Japanese minister fuels Sino-Japanese spat

Chinese textbooks are “extreme” in their interpretation of history, Japan’s foreign minister said today.

Japanese minister fuels Sino-Japanese spat

Chinese textbooks are “extreme” in their interpretation of history, Japan’s foreign minister said today.

It came a day after China’s president demanded Tokyo do more to improve relations damaged by new Japanese school textbooks that allegedly whitewash wartime atrocities.

However, despite the criticism, Nobutaka Machimura hailed a meeting between Chinese President Hun Jintao and Japanese Prime Minister Junichiro Koizumi in Indonesia, saying it has paved the way for the two Asian powers to start repairing battered ties that have led to violent anti-Japanese protests across China.

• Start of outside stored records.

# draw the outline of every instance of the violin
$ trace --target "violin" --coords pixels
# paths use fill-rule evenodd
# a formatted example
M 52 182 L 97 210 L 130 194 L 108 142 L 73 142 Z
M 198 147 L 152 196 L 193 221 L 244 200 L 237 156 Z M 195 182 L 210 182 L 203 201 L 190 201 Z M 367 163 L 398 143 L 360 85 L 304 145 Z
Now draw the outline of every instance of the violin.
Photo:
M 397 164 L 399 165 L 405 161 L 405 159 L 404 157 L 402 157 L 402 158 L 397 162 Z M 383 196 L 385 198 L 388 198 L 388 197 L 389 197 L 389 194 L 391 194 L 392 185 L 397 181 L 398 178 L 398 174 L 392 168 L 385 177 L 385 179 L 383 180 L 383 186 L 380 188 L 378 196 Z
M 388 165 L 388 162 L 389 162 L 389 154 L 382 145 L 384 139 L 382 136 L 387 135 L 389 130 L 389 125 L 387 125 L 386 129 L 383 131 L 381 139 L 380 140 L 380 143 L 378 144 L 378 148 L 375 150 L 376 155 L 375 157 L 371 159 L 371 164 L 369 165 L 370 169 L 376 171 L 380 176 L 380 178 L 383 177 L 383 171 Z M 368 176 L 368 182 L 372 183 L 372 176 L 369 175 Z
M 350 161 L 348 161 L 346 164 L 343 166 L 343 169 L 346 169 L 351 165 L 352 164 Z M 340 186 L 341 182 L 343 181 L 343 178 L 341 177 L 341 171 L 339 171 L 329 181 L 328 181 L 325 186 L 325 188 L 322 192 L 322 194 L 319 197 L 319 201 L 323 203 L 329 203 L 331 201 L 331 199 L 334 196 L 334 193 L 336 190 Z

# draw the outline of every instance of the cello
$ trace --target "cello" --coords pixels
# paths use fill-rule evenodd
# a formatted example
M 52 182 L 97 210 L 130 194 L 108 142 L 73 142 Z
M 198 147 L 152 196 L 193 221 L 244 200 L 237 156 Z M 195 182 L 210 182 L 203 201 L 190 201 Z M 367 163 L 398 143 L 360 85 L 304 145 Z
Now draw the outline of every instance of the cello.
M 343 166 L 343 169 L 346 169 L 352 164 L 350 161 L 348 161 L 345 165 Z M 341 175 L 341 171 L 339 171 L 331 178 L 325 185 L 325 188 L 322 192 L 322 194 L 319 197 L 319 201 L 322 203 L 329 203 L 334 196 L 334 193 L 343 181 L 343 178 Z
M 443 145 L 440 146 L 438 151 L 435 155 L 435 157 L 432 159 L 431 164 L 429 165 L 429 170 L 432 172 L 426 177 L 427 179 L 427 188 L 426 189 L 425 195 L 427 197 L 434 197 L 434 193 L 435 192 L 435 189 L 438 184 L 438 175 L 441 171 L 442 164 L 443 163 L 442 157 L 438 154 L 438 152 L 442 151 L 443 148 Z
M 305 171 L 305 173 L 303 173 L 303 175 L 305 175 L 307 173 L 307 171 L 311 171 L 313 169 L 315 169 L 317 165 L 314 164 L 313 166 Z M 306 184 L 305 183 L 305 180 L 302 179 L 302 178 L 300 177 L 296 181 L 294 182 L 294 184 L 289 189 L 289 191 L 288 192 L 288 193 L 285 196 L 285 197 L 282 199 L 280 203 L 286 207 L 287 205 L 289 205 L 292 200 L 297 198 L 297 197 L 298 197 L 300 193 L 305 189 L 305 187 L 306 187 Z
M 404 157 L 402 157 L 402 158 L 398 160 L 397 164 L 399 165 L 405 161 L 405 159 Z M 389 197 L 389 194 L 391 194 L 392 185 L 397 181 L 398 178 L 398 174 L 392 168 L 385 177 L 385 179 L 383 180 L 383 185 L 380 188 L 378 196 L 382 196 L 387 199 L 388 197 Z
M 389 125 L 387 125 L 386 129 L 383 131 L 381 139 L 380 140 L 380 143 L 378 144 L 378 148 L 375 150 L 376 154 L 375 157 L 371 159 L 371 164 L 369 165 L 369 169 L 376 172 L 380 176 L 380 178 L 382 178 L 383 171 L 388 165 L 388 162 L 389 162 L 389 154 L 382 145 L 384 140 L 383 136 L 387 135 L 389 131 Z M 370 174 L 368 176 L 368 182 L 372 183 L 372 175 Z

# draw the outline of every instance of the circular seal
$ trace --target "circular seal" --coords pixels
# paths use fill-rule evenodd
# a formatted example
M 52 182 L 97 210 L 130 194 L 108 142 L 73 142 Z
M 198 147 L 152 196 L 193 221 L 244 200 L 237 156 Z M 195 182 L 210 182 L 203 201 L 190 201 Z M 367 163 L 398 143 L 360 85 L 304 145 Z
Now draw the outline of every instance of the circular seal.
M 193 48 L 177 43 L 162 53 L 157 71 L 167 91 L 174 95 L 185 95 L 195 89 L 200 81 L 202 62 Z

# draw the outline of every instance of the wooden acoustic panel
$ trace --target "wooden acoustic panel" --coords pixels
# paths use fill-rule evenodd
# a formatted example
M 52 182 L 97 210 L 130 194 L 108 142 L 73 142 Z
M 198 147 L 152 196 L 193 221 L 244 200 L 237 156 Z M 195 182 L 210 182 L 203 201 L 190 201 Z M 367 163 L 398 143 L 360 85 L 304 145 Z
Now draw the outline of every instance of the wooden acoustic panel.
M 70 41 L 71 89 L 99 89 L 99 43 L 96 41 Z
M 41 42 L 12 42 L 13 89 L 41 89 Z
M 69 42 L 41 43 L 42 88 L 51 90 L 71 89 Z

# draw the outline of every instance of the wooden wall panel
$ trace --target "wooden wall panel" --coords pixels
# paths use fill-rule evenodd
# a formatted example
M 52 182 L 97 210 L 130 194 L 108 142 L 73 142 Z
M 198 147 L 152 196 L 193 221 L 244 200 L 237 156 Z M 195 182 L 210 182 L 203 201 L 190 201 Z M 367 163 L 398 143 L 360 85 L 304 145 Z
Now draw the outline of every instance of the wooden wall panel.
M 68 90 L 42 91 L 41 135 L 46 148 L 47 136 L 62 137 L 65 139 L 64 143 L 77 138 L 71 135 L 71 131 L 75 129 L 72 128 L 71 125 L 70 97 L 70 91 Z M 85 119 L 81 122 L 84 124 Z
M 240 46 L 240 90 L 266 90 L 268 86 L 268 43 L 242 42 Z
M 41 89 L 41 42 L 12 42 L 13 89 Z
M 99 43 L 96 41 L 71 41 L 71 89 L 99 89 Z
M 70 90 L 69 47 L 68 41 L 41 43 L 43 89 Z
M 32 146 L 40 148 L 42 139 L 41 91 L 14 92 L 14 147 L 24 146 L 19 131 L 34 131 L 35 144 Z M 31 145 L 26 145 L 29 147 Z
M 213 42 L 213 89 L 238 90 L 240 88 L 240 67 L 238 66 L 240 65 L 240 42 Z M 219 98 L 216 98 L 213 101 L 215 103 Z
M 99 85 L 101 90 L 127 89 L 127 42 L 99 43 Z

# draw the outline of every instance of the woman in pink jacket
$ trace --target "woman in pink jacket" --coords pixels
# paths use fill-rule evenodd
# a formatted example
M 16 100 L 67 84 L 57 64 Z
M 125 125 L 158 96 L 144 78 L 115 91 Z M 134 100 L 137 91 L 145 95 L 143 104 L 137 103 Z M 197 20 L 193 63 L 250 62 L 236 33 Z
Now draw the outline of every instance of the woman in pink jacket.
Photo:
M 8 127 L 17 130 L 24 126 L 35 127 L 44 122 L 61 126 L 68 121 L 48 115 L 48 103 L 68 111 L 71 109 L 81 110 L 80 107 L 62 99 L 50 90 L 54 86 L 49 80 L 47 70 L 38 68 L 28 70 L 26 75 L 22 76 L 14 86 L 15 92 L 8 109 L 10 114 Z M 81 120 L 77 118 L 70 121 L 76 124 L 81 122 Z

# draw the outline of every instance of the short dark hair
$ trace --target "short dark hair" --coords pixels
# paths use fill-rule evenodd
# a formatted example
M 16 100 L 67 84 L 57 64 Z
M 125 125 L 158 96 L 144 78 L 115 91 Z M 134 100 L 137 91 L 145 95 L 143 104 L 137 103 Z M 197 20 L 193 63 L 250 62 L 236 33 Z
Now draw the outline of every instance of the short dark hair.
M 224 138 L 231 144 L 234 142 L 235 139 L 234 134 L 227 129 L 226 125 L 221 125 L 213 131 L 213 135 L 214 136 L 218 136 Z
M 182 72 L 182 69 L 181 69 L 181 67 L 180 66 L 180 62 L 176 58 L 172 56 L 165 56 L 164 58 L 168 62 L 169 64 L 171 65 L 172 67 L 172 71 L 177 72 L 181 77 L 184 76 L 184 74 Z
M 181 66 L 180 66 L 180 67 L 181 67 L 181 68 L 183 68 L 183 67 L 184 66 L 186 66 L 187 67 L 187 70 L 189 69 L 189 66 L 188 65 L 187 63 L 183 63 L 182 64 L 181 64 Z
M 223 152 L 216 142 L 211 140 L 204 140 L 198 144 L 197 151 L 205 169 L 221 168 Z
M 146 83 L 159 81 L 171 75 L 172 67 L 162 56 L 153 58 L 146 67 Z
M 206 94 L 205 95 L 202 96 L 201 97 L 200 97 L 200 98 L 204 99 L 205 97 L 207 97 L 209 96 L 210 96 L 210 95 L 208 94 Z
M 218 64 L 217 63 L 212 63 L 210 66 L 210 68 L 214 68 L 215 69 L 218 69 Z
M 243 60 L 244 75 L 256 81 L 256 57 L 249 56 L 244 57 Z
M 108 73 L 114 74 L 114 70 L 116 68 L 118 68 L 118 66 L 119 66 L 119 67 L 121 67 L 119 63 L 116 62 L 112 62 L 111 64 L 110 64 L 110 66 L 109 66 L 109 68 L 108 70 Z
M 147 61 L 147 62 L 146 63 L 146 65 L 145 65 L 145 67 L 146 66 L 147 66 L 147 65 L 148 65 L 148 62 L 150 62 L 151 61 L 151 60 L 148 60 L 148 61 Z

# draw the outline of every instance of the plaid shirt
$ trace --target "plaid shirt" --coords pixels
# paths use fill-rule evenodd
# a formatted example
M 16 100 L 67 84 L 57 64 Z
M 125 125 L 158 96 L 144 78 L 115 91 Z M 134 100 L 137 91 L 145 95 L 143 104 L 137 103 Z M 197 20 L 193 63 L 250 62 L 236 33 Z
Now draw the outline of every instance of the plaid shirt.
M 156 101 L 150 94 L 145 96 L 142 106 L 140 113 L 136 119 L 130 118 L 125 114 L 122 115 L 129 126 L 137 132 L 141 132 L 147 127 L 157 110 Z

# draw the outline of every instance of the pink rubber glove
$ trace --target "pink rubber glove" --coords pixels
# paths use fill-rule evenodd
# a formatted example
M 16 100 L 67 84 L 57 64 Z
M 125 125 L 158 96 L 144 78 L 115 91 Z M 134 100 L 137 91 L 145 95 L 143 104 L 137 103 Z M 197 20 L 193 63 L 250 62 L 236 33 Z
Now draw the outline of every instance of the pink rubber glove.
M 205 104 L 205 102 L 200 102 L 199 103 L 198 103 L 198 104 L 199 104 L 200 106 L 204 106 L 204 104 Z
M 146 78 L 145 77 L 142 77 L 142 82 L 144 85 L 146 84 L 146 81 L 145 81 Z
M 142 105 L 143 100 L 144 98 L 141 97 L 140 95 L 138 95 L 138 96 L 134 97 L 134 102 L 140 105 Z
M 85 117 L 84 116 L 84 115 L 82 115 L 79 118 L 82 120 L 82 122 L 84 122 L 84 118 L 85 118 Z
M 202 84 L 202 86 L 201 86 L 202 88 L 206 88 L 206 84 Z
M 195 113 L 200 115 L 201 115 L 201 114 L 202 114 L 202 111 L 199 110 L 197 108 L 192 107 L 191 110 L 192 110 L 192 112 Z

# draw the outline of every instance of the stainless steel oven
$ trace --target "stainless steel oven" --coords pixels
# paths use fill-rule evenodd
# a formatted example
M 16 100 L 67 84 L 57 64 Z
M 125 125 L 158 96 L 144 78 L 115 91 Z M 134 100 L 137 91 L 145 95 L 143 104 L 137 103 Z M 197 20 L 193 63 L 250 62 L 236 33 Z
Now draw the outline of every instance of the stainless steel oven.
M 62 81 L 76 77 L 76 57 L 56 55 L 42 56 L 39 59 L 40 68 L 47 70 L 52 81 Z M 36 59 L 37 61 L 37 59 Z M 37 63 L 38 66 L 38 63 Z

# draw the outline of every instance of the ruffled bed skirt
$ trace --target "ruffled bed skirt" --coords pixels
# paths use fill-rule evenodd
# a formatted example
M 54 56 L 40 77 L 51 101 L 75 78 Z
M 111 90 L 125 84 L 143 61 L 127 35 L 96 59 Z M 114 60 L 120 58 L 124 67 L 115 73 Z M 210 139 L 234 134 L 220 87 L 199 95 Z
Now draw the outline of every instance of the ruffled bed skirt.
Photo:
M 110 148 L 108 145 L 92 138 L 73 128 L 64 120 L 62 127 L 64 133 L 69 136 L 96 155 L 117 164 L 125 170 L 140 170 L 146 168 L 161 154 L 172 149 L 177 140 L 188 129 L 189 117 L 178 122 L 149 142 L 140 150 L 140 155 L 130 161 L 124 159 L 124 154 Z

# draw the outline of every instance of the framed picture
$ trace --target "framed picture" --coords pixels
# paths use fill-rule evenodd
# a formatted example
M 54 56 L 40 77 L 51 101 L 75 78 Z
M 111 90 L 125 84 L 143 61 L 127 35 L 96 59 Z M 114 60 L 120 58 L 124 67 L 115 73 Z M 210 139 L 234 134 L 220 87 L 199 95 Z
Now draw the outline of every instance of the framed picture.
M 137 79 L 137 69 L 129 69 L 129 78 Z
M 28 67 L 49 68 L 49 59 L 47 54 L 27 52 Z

“From the perspective of a Japanese person, Chinese textbooks appear to teach that everything the Chinese government has done has been correct,” Machimura said on a TV Asahi talk show.

“There is a tendency toward this in any country, but the Chinese textbooks are extreme in they way they uniformly convey the ’our country is correct’ perspective.”

The foreign minister also defended Japan’s textbooks, saying they don’t gloss over Japan’s invasion of other Asian countries as alleged, and expressed dismay with the lopsided view of history taught in Chinese schools.

Tokyo’s approval of new school textbooks that China claims play down wartime atrocities sparked weeks of anti-Japanese protests by tens of thousands of people across China. Chinese also are upset over Japan’s campaign for a permanent seat on the UN Security Council.